Em entrevista coletiva nessa quinta (22/6) para confirmar a morte dos tripulantes, o porta-voz da Guarda Costeira dos EUA, John Mauger, afirmou que os robôs que foram empregados na operação continuarão no oceano para tentar investigar as circunstâncias do acidente.

No entanto, dada a natureza do ocorrido e as condições marítimas – como a pressão, a falta de iluminação e as correntes –, não se sabe se os restos mortais vão ser resgatados.

“Este é um ambiente incrivelmente implacável no fundo do mar. Os destroços são consistentes com a implosão catastrófica da embarcação. Continuaremos a trabalhar e vasculhar a área lá embaixo, mas não tenho uma resposta sobre as perspectivas neste momento”, afirmou Mauger. “Este é um ambiente operacional incrivelmente complexo no fundo do mar a mais de três quilômetros abaixo da superfície”, concluiu.

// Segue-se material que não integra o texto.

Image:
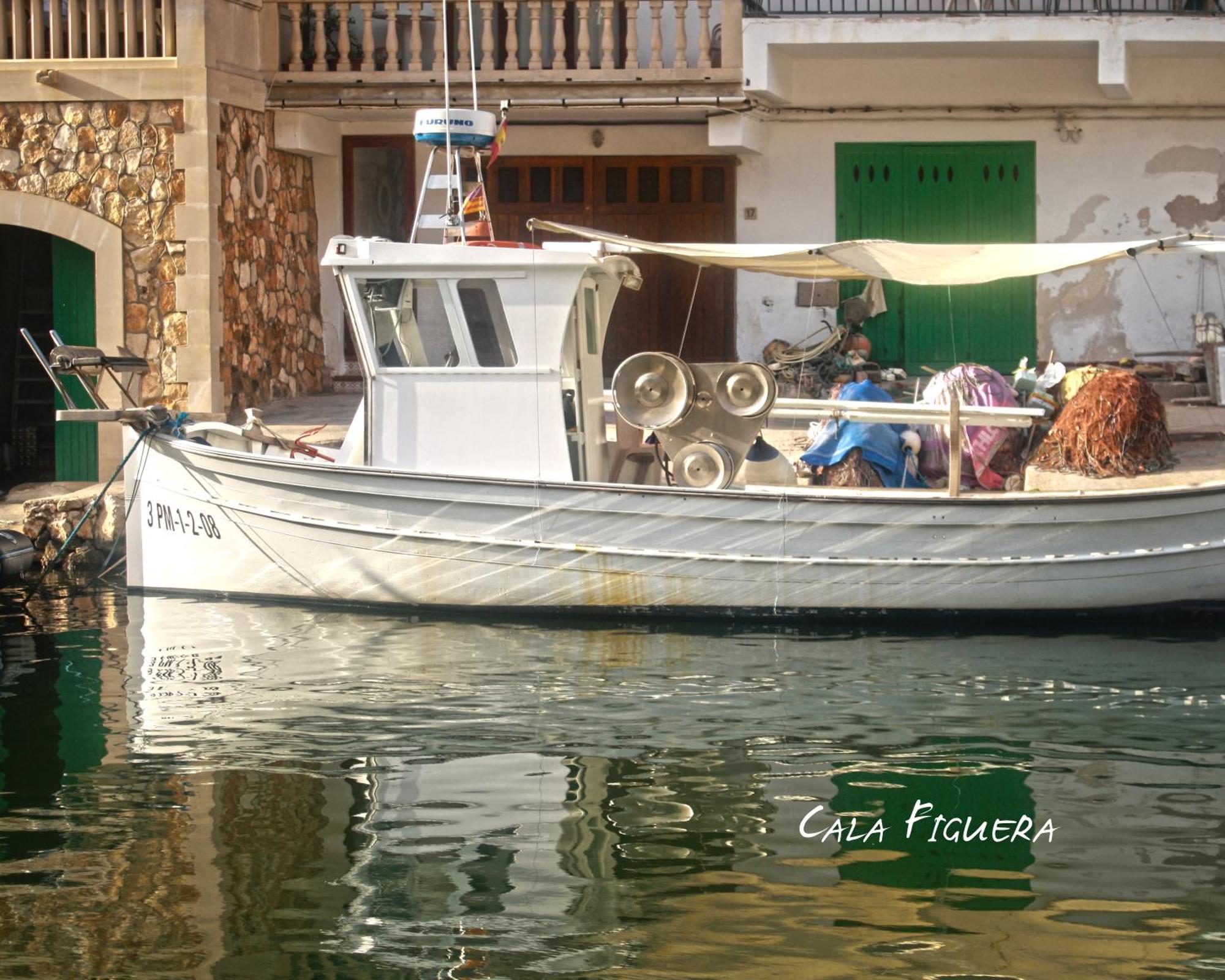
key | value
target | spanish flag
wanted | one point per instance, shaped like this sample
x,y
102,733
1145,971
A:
x,y
475,204
499,139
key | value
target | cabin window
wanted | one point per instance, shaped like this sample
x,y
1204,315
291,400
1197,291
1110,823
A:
x,y
409,322
487,324
590,320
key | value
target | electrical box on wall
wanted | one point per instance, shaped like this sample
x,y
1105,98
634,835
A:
x,y
819,293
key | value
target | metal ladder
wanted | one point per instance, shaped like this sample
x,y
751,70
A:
x,y
453,221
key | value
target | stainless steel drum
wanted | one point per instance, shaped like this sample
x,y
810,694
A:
x,y
654,390
704,466
747,390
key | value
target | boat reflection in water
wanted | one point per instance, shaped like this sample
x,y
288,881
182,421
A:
x,y
241,791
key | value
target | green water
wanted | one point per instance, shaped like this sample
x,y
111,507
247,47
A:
x,y
232,791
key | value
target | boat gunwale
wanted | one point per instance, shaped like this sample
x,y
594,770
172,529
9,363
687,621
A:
x,y
760,493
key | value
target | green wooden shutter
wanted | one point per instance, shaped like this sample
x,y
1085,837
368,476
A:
x,y
73,292
870,205
946,193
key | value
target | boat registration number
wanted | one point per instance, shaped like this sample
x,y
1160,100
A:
x,y
186,522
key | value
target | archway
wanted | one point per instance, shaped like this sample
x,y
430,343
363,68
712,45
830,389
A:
x,y
61,268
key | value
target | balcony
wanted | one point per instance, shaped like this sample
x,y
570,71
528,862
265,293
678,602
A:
x,y
988,8
86,30
995,56
394,53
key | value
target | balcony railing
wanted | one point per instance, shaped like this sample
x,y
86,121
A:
x,y
995,8
586,39
32,30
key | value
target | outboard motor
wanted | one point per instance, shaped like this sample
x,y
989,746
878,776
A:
x,y
17,556
706,416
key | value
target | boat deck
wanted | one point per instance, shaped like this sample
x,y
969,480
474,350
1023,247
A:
x,y
1199,435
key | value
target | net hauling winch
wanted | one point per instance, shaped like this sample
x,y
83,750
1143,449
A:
x,y
706,416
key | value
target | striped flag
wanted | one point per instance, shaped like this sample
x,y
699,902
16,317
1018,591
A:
x,y
475,204
499,139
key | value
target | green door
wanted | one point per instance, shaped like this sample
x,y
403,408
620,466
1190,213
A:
x,y
944,193
73,298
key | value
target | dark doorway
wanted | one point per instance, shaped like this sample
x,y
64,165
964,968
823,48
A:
x,y
46,284
28,400
662,199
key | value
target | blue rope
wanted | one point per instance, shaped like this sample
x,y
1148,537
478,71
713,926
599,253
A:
x,y
176,424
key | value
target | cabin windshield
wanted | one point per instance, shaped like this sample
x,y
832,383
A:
x,y
417,323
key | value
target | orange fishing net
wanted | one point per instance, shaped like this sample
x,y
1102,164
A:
x,y
1114,427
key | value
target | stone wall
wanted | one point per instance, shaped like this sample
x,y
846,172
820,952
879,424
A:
x,y
274,335
115,160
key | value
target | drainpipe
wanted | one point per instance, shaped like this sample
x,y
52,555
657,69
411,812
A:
x,y
613,102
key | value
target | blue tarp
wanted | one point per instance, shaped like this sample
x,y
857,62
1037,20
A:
x,y
879,443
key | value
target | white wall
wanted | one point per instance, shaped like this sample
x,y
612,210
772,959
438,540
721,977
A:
x,y
1125,179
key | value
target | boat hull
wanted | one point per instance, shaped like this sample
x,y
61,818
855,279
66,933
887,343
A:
x,y
213,521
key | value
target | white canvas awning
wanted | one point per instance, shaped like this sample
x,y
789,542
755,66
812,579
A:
x,y
921,265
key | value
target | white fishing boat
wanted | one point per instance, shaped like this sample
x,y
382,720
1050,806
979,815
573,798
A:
x,y
478,472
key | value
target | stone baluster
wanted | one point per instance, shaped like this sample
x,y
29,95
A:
x,y
111,28
488,52
631,34
75,32
344,40
559,35
535,42
170,29
657,35
413,36
513,36
704,34
149,26
391,10
682,59
36,30
57,30
368,36
731,36
466,55
442,18
608,10
584,32
296,37
130,34
94,19
319,36
18,28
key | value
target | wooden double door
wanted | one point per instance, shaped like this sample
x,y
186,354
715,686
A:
x,y
661,199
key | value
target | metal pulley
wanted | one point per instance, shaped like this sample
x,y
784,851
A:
x,y
704,466
654,390
747,390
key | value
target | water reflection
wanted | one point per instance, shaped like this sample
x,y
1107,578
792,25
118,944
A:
x,y
236,791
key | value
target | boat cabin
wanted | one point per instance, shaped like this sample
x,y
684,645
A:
x,y
481,361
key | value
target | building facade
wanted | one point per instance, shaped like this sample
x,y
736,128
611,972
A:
x,y
171,171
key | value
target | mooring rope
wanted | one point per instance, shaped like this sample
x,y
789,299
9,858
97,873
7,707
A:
x,y
85,518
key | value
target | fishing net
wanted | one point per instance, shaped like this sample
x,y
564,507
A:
x,y
852,471
1114,427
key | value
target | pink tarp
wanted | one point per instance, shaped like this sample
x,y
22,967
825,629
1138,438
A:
x,y
976,385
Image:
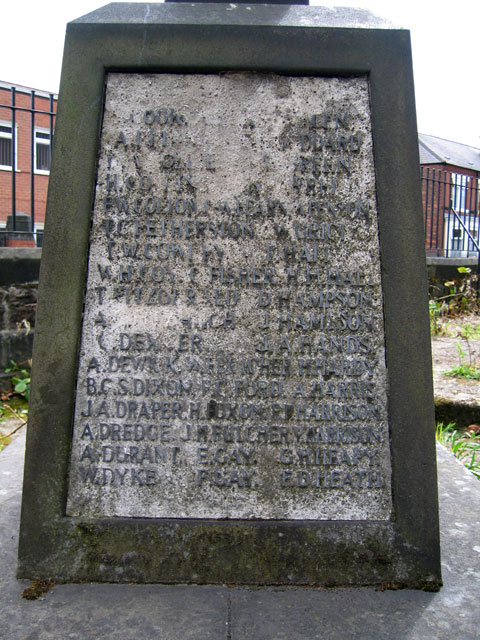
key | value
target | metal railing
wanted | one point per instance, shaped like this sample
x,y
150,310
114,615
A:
x,y
451,213
20,212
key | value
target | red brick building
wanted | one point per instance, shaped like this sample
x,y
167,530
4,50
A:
x,y
27,121
450,192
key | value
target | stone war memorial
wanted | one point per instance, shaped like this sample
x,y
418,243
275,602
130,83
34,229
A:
x,y
232,375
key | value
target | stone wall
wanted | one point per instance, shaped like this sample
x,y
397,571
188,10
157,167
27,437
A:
x,y
19,269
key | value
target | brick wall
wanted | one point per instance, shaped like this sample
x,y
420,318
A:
x,y
25,124
436,197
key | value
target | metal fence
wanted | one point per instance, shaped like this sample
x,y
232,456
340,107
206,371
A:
x,y
27,121
451,213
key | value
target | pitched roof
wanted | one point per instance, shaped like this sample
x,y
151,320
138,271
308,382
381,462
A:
x,y
435,150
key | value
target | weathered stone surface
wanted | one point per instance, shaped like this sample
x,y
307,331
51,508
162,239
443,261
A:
x,y
400,547
232,361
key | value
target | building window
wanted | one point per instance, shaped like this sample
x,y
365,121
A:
x,y
458,242
39,234
459,192
7,153
42,151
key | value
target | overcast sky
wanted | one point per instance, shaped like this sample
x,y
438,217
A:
x,y
445,43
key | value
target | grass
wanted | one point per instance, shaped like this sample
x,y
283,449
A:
x,y
13,406
464,446
463,371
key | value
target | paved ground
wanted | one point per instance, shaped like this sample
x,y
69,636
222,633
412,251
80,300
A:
x,y
148,612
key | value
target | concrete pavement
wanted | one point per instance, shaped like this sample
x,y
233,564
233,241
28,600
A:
x,y
148,612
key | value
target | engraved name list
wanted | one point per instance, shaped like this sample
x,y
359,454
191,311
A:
x,y
232,362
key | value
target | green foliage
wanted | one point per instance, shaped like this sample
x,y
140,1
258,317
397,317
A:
x,y
20,379
436,309
462,298
463,371
464,446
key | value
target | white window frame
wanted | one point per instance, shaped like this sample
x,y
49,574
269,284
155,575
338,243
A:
x,y
459,192
8,136
45,143
38,226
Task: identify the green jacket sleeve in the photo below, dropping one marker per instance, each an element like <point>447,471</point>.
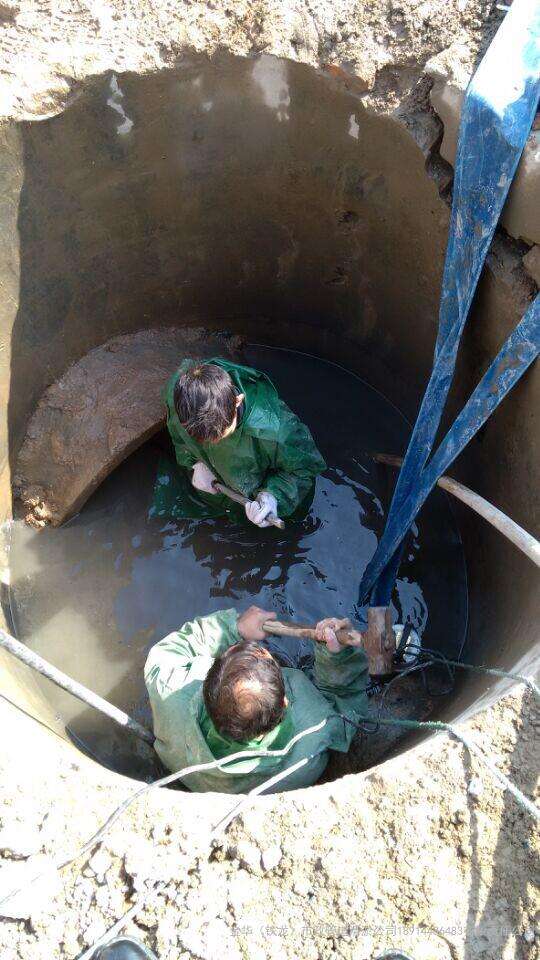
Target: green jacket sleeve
<point>342,678</point>
<point>297,463</point>
<point>169,665</point>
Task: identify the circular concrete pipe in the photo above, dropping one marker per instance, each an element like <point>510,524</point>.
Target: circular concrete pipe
<point>260,198</point>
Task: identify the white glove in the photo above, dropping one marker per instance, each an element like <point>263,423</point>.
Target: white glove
<point>257,510</point>
<point>203,478</point>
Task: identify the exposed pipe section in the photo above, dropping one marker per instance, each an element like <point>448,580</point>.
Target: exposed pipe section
<point>31,659</point>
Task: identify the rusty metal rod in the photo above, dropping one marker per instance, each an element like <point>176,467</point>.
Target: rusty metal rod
<point>46,669</point>
<point>240,498</point>
<point>509,528</point>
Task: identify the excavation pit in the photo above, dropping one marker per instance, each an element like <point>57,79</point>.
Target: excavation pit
<point>260,198</point>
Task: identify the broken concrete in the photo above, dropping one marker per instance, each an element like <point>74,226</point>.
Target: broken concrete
<point>100,411</point>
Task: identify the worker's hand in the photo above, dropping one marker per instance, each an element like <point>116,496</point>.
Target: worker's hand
<point>326,631</point>
<point>258,510</point>
<point>203,478</point>
<point>250,623</point>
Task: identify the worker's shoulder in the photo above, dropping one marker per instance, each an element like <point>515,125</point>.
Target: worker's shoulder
<point>308,705</point>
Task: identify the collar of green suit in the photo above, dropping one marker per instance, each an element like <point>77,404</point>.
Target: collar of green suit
<point>221,745</point>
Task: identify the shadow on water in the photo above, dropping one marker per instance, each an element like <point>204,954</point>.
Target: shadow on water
<point>95,595</point>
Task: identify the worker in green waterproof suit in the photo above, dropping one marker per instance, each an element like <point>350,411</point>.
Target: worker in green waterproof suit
<point>228,423</point>
<point>216,690</point>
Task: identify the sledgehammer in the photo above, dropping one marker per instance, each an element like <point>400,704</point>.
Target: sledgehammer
<point>379,640</point>
<point>240,498</point>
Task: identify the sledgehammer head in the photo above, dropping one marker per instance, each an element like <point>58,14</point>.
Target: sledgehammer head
<point>379,642</point>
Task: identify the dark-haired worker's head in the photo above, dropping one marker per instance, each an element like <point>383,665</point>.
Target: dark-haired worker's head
<point>206,402</point>
<point>244,690</point>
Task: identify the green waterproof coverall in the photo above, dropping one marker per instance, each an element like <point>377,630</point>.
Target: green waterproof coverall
<point>270,449</point>
<point>185,735</point>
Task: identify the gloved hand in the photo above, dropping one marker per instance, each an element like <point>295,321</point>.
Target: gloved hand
<point>203,478</point>
<point>257,510</point>
<point>326,630</point>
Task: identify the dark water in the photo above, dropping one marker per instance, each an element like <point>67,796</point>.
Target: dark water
<point>95,595</point>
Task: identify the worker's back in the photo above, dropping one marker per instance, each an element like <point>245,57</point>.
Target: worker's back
<point>311,726</point>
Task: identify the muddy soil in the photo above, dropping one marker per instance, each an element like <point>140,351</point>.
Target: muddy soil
<point>426,854</point>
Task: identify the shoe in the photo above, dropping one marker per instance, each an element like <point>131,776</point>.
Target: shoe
<point>124,948</point>
<point>408,644</point>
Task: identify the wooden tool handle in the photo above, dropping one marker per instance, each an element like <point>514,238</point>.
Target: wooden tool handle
<point>283,628</point>
<point>240,498</point>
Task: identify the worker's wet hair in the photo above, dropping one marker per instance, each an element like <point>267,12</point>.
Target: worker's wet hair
<point>205,401</point>
<point>244,692</point>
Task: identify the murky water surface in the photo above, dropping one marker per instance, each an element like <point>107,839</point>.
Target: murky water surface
<point>95,595</point>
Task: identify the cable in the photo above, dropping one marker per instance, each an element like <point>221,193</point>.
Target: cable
<point>170,778</point>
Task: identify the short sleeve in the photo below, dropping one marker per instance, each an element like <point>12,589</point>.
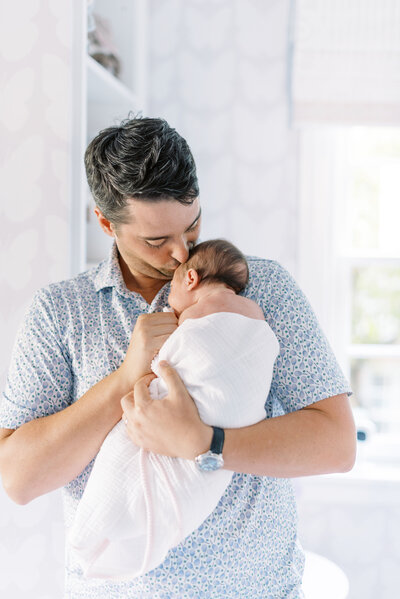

A Guarda Costeira diz que equipamentos de busca permanecerão no local por enquanto, mas serão retirados em 48 horas.

Expedição

O dispositivo mergulhou na manhã de domingo (18/6), para uma expedição turística até a carcaça do Titanic, a cerca de 3,8 mil metros de profundidade no oceano. No entanto, o submarino perdeu o sinal cerca de 1 hora e 45 minutos depois de submergir.

Nesta quinta, autoridades dos EUA comunicaram que os cinco tripulantes do submarino da OceanGate morreram após o veículo implodir. O submarino tinha como objetivo fazer uma expedição turística aos destroços do Titanic no Atlântico Norte, que estão a quase 4 mil metros de profundidade.

A confirmação da implosão ocorreu após os destroços achados pelas equipes de busca mostrarem que a cabine que protegia a tripulação da pressão marítima foi perdida. Os destroços foram encontrados a cerca de 500 metros do Titanic.

As autoridades ainda não sabem dizer o momento exato da implosão nem o que causou o acidente.

As vítimas do acidente são:

Stockton Rush, diretor-executivo e co-fundador da OceanGate;
Hamish Harding, bilionário britânico dono da empresa de aviação Action Aviation;
Shahzada Dawood, empresário paquistanês e vice-presidente da Engro Corporation;
Sulaiman Dawood, filho de Shahzada Dawood;
Paul-Henry Nargeolet, ex-comandante da Marinha Francesa e um dos principais especialistas no naufrágio do Titanic.